Unemployment numbers improving in Alabama

Above are jobless claims statewide from June 6, 2020 to August 22, 2020. 

Alabama’s unemployment numbers have steadily decreased since April 4, with the latest figures showing a 1,130% decrease over the five months that have followed. Nationally, 10.6 million people have returned to work since the pandemic arrived in the United States in February. Some 6.7 million Americans remain jobless.

The count of statewide initial claims includes individuals who filed first-time claims as well as additional claims filed by individuals as a result of a new unemployment event. The claims are reviewed and aren’t necessarily indicative of the claims that result in monetary compensation.

The number of claims statewide were 1,824 for the week ending March 14 (18 in DeKalb County), then the number jumped to 10,982 the following week (74 in DeKalb) before rapidly spiking to 80,984 for the week ending March 28, with 939 of these in DeKalb.

These dates closely reflect the impact of Alabama’s efforts to contain COVID-19 outbreaks during the late winter and early spring. The volume of initial claims for unemployment insurance tell the story of the disease and 2020.

On March 3, the U.S. number of confirmed coronavirus cases in the United States jumped from 78, then 98, prompting the Alabama Department of Public Health to advise Alabama’s universities to implement plans to control the spread of disease on their campuses. The World Health Organization (WHO) declared a pandemic on March 11.

On March 13, Alabama Gov. Kay Ivey declared a public health emergency as ADPH received its first positive test result for a case of COVID-19 in an Alabama resident. On March 19, State Health Officer Dr. Scott Harris issued orders suspending certain public gatherings, prohibiting gatherings of 25 or more people and ordering all public schools and senior citizen centers closed. Restaurants were limited to take-out or delivery orders.

On March 27, Harris issued a health order closing “non-essential” businesses. The following week, 106,739 initial jobless claims were filed either online or by telephone. In DeKalb County, initial claims reached 1,242 for that week.

On April 3, Harris issued a health order effective until April 30 requiring every person in Alabama to stay at his or her place of residence except as necessary to perform essential activities. They began to ease restrictions in late April, when DeKalb County had 75 confirmed cases and two deaths. This corresponds to the initial claim figures dropping from 74,966 statewide for the week of April 25 (827 inside DeKalb) to 28,666 (230 in DeKalb) for the week ending May 2.

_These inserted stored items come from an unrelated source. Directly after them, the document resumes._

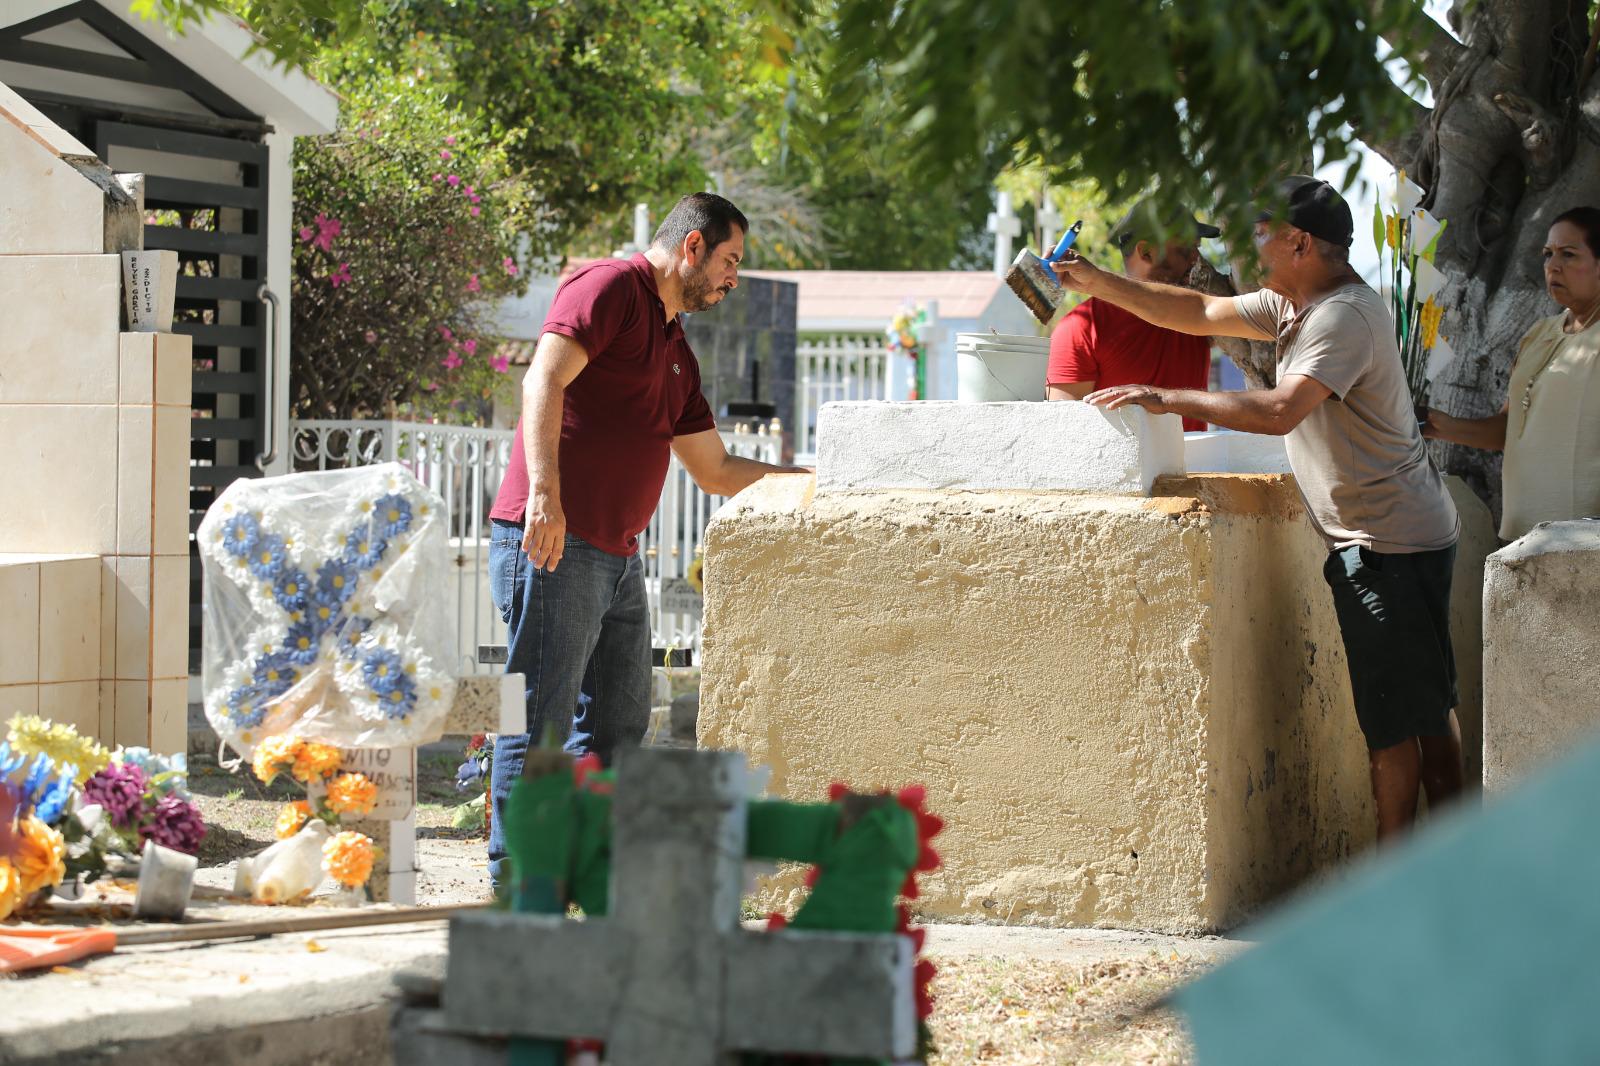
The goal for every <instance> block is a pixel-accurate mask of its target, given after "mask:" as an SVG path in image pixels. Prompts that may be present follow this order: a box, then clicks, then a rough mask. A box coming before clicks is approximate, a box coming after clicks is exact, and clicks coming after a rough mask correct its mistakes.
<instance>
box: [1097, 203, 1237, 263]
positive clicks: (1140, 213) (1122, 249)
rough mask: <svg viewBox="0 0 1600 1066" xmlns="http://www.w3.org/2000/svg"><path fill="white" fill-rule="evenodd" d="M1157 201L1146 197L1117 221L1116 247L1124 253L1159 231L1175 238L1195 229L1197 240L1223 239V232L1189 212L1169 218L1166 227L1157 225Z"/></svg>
mask: <svg viewBox="0 0 1600 1066" xmlns="http://www.w3.org/2000/svg"><path fill="white" fill-rule="evenodd" d="M1155 218H1157V216H1155V200H1154V198H1150V197H1146V198H1144V200H1139V202H1138V203H1134V205H1133V206H1131V208H1128V213H1126V214H1123V216H1122V218H1120V219H1117V224H1115V226H1112V229H1110V240H1112V243H1114V245H1117V246H1118V248H1122V250H1123V251H1126V250H1128V246H1130V245H1131V243H1133V242H1134V240H1136V238H1139V237H1149V235H1154V234H1155V232H1157V230H1162V229H1165V230H1166V232H1168V234H1171V235H1173V237H1178V235H1181V234H1182V232H1184V230H1186V229H1190V227H1192V229H1194V234H1195V238H1197V240H1198V238H1200V237H1221V235H1222V230H1219V229H1218V227H1216V226H1211V224H1210V222H1202V221H1200V219H1197V218H1195V216H1194V214H1192V213H1189V211H1181V213H1178V214H1173V216H1168V219H1166V226H1157V224H1155Z"/></svg>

Initial jobless (185 in DeKalb) but then rebound as high as 23,678 (253 locally) for the week ending July 18, a period during which several nursing homes and industries reported outbreaks.

In late July, Gov. Ivey issued a mask mandate (which she extended last week until Oct. 2). The state’s jobless claims dramatically dropped from 17,439 (204 in DeKalb) for the week ending July 25 to 11,692 (127 locally) for the week ending August 1. There were 9,468 claims (111 in DeKalb) for the week ending August 8, then 11,048 the following week.

The latest figures, reflecting the week ending August 22, show 8,676 initial claims filed statewide, with 83 filed inside DeKalb County, in what is hopefully a downward trend. ADOL attributes 4,588 of those 8,676 claims as COVID-19 related.

For comparison sake, on the latest figures for the week ending August 22, there were 87 initial claims in Jackson County, 155 in Marshall County, 175 in Etowah County and 26 in Cherokee County.

Nationally, the civilian unemployment rate rose from 4.4% in March 2020 to 14.7% in April, with the July rate estimated to be 10.2% overall after nonfarm payroll employment rose by 1.8 million, according to the U.S. Bureau of Labor Statistics. These measures are up by 6.7 percentage points and 10.6 million, respectively, since February. The rate is 14.6% for African Americans, 12% for Asians and 12.9% for Hispanic workers.

“These improvements in the labor market reflected the continued resumption of economic activity that had been curtailed due to [COVID-19] and efforts to contain it. In July, notable job gains occurred in leisure and hospitality, government, retail trade, professional and business services, other services, and health care,” a BLS news release reads.